Cet ensemble, inséré dans un parc paysager, qu'on appelle aujourd'hui Le Donjon , désigne un groupe de bâtiments d'âges et de caractères différents, dominés par une grosse tour ronde, héritage médiéval, qui a donné son nom à l'ensemble, et dont l'unité s'est forgée au XVIIIème siècle pour former les communs d'un château aujourd'hui disparu. La Tour a été classée Monument historique en 1923 ; les bâtiments qui l'enveloppent - écurie et logement de la domesticité au XVIIIème siècle, les douves et le lavoir inscrits à l'inventaire supplémentaire en 1961. Le parc a quant à lui été aménagé progressivement depuis 1973, année où la municipalité a entamé la restauration des édifices.

L’édicule situé à proximité de la serre municipale faisait partie intégrante d'une remise et servait de fontaine pour les chevaux.

La serre, de conception architecturale, date de 1 979 ; elle est inspirée de modèles canadiens et demeure unique en France.

2- L'HÔTEL DE VILLE :

L’hôtel de Ville fut construit en 1935, sur les plans de l'architecte René GUIGNARD, à l'extrémité du Tapis-vert qui formait le jardin d'agrément du château. Critiqué à l'époque pour sa démesure, ce bâtiment demeure imposant par sa taille et l'architecture de son toit qui repose sur une impressionnante charpente en béton armé.
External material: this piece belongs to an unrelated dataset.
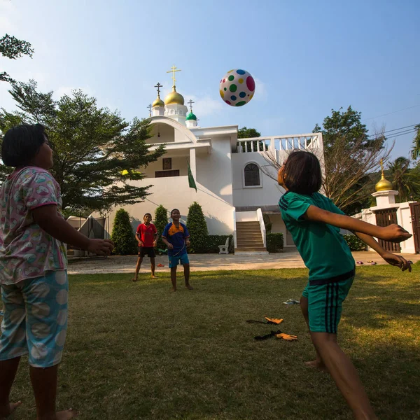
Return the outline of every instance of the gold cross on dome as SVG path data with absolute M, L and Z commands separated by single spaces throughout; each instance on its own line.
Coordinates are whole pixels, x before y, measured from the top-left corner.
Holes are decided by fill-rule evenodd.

Le développement de la ville a rendu nécessaire au début des années 70, la construction d'une Mairie-Annexe agrémentée d'un jardin et d'une fontaine.

3- LA PARC DE LA CHATAIGNERAIE :

Ce parc ombragé est un vestige de l'ancienne forêt de Séquigny qui couvrait naguère le territoire de la ville. Lieu de vie collective jusque dans les années 1 980 avec le centre aéré, la foire régionale, la fête des écoles, il a été réservé depuis pour des événements plus limités, tels qu'expositions, réunions municipales et familiales dans la salle de la Châtaigneraie, afin d'en préserver le fragile écosystème.

4- LA GROTTE DE SAINTE GENEVIEVE DES BOIS :

Dans son état actuel, la Grotte date du XVIIIème siècle. La source qu'on aperçoit dans la niche serait celle que fit jaillir GENEVIEVE en l'an 448 alors qu'elle allait à la rencontre de Saint-LOUP, évêque de Troyes, pour y étancher sa soif. Comme une épidémie sévissait à Essonnes, ses habitants vinrent trouver la Sainte qui les soulagea avec l'eau de la source. Depuis, chaque année, on se rendait en pèlerinage à Sainte Geneviève des Bois le deuxième dimanche après Pâques afin de remercier la Sainte Patronne et d'obtenir la pluie et la guérison des enfants. A noter, les ex-voto et la statue du XVIIIème siècle.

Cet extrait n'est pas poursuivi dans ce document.